Keysight 5G RF tool runs from chips to systems

July 20, 2020 //By Nick Flaherty
Keysight 5G RF tool runs from chips to systems
Keysight's PathWave Design 2021 enables 5G design engineers to accelerate development of chip, board and systems by integrating device, circuit and system design.

Keysight Technologies has launched an open, scalable and predictable 5G and millimetre wave design and validation tool to accelerate delivery of chip, board and system products.

The 5G market is rapidly gaining broader acceptance. Network operators are transitioning from 4G and rolling out commercial 5G around the world. Equipment manufacturers and suppliers need to optimize performance, cost (yield), and time-to-market in their designs to be selected as vendor of choice for mainstream 5G deployments. However, higher frequencies coupled with the increasing design integration and complexity of 5G, require a unified, end-to-end approach to eliminate late stage design iterations and ensure first pass success.

PathWave Design 2021 provides tools across all design phases including simulation to validation as well as test and manufacturing in 5G RF and microwave design flows.

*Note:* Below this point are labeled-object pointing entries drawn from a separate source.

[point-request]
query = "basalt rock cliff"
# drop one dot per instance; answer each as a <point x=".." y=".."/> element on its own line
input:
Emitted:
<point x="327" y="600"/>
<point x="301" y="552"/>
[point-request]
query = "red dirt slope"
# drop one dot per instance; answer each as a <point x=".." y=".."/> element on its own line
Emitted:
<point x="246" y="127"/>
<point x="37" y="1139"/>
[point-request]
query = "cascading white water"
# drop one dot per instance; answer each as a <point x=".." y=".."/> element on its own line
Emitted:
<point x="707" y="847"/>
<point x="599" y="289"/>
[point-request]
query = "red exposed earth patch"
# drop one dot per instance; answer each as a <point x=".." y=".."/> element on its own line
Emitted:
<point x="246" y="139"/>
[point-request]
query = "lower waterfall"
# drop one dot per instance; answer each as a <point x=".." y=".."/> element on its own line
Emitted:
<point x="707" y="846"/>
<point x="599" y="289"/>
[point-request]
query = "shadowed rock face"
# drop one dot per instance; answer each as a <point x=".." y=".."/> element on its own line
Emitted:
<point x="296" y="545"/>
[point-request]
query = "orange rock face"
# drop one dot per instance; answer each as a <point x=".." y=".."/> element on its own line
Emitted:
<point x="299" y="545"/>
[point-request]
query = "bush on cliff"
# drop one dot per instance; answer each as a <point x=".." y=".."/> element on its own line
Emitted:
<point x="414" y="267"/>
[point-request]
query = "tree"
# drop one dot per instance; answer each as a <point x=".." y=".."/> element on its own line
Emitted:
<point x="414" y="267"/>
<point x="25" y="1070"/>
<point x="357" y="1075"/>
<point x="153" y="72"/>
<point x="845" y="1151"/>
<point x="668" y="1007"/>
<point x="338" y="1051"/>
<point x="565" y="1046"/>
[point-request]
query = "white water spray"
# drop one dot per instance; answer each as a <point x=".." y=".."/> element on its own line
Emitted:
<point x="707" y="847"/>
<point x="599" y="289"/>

“Current design methodologies for 4G and earlier standards use approximate figures of merit to get designs to market quickly,” said Tom Lillig, general manager of PathWave Software Solutions at Keysight Technologies. “This legacy approach is insufficient for modern designs, which increase integration requirements due to 5G broadband modulation schemes.  The design techniques developed with previous generations of designs simply aren’t sufficient to meet the 5G standards.”

Keysight says engineers can eliminate months from product schedules by increasing the speed and reducing the complexity of chip level analysis and verification with integrated EM simulation and accelerating the verification process by running simulations in parallel in the high-performance cloud computing. The toolflow helps to predict performance at the circuit and system levels using common modulated signals and accurate RF system models. This supports scaling of the end-to-end ecosystem from device to circuit to test and manufacturing with model-driven engineering.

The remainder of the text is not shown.